Responses are JSON and incoming payloads are sanitized to remove scripts and dangerous HTML fragments.

Endpoints

POST /api/articles/generate

Public endpoint that queues generation and optionally notifies your webhook when done.

curl -X POST http://localhost:3000/api/articles/generate \
  -H "Content-Type: application/json" \
  -d '{"topic":"My topic","webhookUrl":"https://example.com/webhook","webhookSecret":"s3cr3t"}'

Webhook receives a JSON POST: { success: true, jobId, data } and a header X-Webhook-Signature when a secret is provided.

POST /api/webhook/test

Test endpoint that accepts webhook POSTs and stores them to /logs/webhooks/*.json. If you provide a secret (either as query ?secret=... or header X-Webhook-Secret), include header X-Webhook-Signature with HMAC-SHA256 hex of the JSON body to verify signature.

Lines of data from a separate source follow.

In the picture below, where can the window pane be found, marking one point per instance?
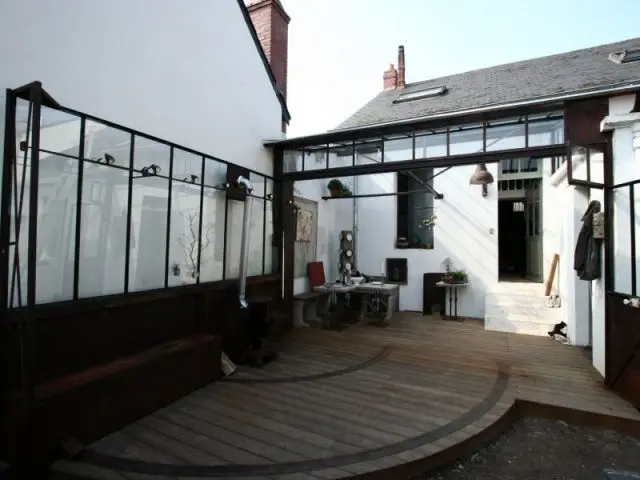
(103, 230)
(465, 139)
(185, 219)
(57, 199)
(256, 234)
(270, 252)
(546, 129)
(340, 155)
(368, 151)
(19, 232)
(398, 148)
(235, 212)
(506, 134)
(315, 158)
(292, 161)
(149, 204)
(59, 132)
(431, 144)
(213, 214)
(103, 227)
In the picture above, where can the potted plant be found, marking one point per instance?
(338, 189)
(456, 277)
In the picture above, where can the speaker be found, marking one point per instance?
(347, 262)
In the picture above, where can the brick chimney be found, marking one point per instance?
(272, 24)
(401, 80)
(390, 78)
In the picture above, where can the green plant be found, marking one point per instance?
(459, 275)
(338, 187)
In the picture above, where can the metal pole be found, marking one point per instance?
(244, 245)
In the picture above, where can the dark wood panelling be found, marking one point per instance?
(582, 121)
(623, 348)
(431, 294)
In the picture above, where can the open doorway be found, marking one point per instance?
(512, 231)
(520, 232)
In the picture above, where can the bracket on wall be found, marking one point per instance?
(235, 191)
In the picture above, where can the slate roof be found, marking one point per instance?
(564, 73)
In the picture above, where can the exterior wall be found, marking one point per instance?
(333, 216)
(626, 168)
(466, 231)
(189, 75)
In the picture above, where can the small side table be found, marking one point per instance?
(452, 294)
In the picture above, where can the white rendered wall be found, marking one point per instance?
(186, 73)
(463, 233)
(626, 168)
(162, 69)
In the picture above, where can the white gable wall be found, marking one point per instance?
(188, 72)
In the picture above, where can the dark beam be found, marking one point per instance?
(436, 162)
(371, 195)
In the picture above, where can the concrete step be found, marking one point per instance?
(503, 299)
(517, 326)
(533, 310)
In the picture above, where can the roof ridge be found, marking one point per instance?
(526, 60)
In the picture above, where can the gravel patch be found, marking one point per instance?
(540, 448)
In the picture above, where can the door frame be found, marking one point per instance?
(621, 359)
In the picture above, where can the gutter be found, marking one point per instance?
(581, 94)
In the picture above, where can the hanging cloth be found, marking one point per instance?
(586, 259)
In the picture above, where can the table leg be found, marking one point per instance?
(363, 306)
(390, 304)
(455, 303)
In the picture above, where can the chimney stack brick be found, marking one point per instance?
(392, 78)
(272, 26)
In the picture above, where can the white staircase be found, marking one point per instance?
(520, 307)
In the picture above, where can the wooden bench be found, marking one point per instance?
(90, 404)
(305, 308)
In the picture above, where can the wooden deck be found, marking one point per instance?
(339, 404)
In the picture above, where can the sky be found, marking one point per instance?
(339, 49)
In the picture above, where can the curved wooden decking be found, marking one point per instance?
(368, 399)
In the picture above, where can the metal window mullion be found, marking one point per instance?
(168, 224)
(76, 251)
(127, 253)
(632, 218)
(202, 159)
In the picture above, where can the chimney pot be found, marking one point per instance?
(390, 78)
(401, 69)
(272, 25)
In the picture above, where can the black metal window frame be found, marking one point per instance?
(633, 190)
(588, 151)
(349, 147)
(39, 98)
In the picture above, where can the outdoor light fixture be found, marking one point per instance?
(481, 177)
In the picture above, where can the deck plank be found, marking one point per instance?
(416, 376)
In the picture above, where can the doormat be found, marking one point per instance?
(380, 324)
(338, 328)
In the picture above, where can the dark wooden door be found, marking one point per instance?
(623, 304)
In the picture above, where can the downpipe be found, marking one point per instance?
(244, 245)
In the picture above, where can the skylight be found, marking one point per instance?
(625, 56)
(419, 94)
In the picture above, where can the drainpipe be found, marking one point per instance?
(355, 221)
(244, 244)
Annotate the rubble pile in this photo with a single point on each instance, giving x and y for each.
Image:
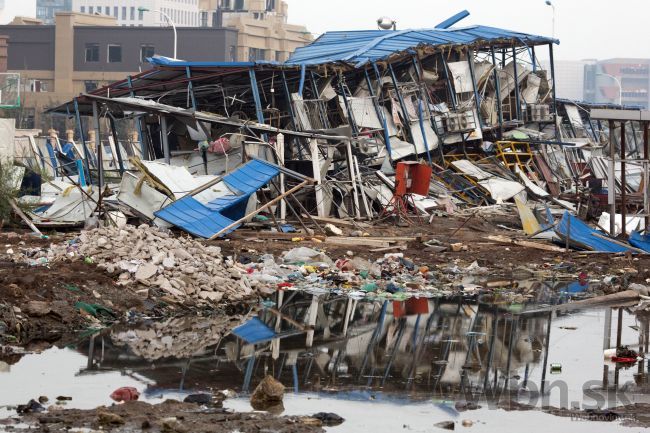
(179, 266)
(179, 338)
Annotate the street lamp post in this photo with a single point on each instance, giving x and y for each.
(549, 3)
(618, 82)
(169, 20)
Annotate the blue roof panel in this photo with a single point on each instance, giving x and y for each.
(206, 220)
(254, 331)
(362, 46)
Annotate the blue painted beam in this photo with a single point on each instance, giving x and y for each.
(453, 20)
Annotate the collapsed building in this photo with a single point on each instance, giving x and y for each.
(323, 134)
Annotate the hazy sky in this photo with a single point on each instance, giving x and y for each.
(586, 28)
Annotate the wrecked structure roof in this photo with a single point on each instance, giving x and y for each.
(363, 46)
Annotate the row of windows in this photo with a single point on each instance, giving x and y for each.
(114, 53)
(238, 5)
(106, 10)
(188, 18)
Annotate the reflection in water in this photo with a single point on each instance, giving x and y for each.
(420, 348)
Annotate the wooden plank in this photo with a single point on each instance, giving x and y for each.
(364, 242)
(22, 216)
(526, 244)
(627, 297)
(338, 222)
(528, 220)
(384, 249)
(258, 210)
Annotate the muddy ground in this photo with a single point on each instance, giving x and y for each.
(170, 416)
(39, 304)
(499, 258)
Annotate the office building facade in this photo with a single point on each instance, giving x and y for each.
(83, 52)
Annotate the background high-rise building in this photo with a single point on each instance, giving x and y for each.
(46, 9)
(632, 74)
(569, 77)
(264, 31)
(184, 13)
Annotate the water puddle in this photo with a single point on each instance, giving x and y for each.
(384, 365)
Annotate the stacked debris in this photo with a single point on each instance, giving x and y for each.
(180, 338)
(181, 267)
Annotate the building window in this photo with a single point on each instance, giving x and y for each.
(92, 53)
(255, 54)
(146, 51)
(114, 53)
(90, 86)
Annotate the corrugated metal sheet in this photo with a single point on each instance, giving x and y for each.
(582, 236)
(363, 46)
(206, 220)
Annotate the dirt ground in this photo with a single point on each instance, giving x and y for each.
(39, 304)
(170, 416)
(499, 258)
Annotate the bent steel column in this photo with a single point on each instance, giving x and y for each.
(165, 140)
(477, 97)
(379, 111)
(497, 86)
(552, 65)
(517, 98)
(611, 180)
(402, 105)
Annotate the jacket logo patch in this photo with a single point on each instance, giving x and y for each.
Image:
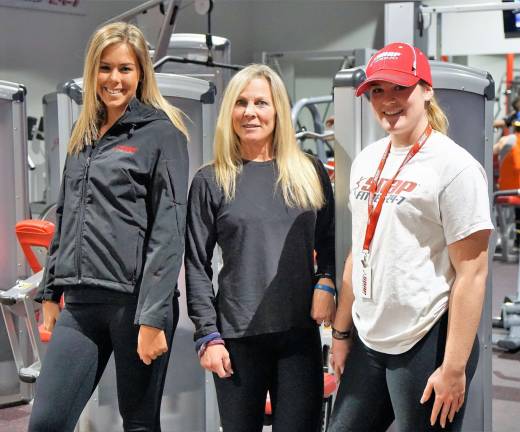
(126, 149)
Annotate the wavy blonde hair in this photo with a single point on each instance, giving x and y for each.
(87, 126)
(297, 175)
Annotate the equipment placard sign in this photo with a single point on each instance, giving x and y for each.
(76, 7)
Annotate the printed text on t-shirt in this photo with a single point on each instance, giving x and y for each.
(395, 193)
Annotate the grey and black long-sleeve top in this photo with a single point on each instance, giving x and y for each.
(266, 282)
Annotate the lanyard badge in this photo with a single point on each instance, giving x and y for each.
(374, 213)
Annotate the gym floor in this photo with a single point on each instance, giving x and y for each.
(506, 370)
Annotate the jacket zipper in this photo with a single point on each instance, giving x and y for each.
(79, 234)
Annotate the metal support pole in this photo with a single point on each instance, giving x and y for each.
(161, 47)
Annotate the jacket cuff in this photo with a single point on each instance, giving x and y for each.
(151, 321)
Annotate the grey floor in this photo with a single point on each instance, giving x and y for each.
(506, 371)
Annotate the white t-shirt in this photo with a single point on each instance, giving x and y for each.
(439, 197)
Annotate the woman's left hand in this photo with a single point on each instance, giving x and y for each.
(323, 308)
(151, 343)
(449, 387)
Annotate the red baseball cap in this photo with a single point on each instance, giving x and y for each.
(399, 63)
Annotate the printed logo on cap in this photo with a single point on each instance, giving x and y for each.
(388, 55)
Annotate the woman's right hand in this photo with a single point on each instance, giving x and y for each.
(51, 311)
(338, 356)
(216, 359)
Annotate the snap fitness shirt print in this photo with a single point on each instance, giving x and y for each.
(396, 193)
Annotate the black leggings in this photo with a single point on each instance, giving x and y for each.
(375, 388)
(82, 342)
(289, 365)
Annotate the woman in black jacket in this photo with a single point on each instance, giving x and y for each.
(119, 240)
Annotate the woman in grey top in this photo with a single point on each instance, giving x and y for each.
(268, 206)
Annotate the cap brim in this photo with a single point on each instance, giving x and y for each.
(393, 76)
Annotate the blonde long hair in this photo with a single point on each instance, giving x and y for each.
(297, 176)
(87, 126)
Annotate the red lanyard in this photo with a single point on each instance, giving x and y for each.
(374, 213)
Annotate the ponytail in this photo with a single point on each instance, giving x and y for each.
(436, 116)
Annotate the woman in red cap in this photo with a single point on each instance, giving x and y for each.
(404, 337)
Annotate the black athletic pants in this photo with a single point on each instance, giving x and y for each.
(289, 365)
(375, 387)
(82, 341)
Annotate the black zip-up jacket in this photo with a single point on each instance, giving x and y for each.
(121, 217)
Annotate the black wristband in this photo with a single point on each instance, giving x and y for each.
(339, 335)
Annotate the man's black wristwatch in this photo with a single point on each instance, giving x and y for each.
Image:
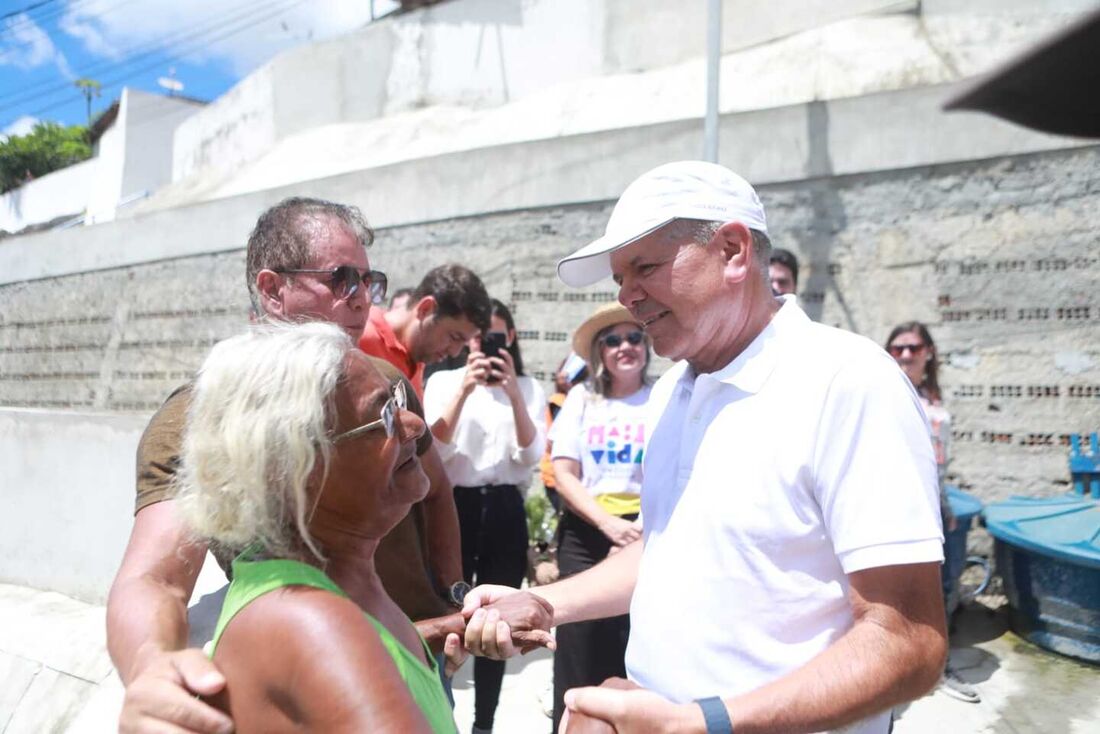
(457, 593)
(715, 715)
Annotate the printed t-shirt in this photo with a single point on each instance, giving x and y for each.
(607, 437)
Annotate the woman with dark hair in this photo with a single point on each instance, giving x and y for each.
(598, 439)
(487, 423)
(913, 349)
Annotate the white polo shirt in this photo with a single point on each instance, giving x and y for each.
(804, 459)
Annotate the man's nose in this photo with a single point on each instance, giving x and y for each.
(629, 294)
(410, 426)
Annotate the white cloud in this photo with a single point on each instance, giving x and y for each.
(29, 46)
(243, 33)
(19, 127)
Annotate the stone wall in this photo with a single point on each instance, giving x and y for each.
(1000, 258)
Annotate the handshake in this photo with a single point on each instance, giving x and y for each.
(498, 622)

curl -X POST http://localhost:3000/api/webhook/test \
  -H "Content-Type: application/json" \
  -H "X-Webhook-Secret: s3cr3t" \
  -H "X-Webhook-Signature: $(echo -n '{"jobId":"1"}' | openssl dgst -sha256 -hmac "s3cr3t" | sed 's/^.*= //')" \
  -d '{"jobId":"1","result":"ok"}'

GET /api/articles/queue/status

Queue status (messageCount, consumerCount).

Security Notes

Sanitization: All incoming string fields are sanitized to remove obvious XSS vectors (scripts, inline event handlers, javascript: URIs).

IP Whitelist & Blacklist

The public generation endpoint /api/articles/generate-public is protected by an IP access control list.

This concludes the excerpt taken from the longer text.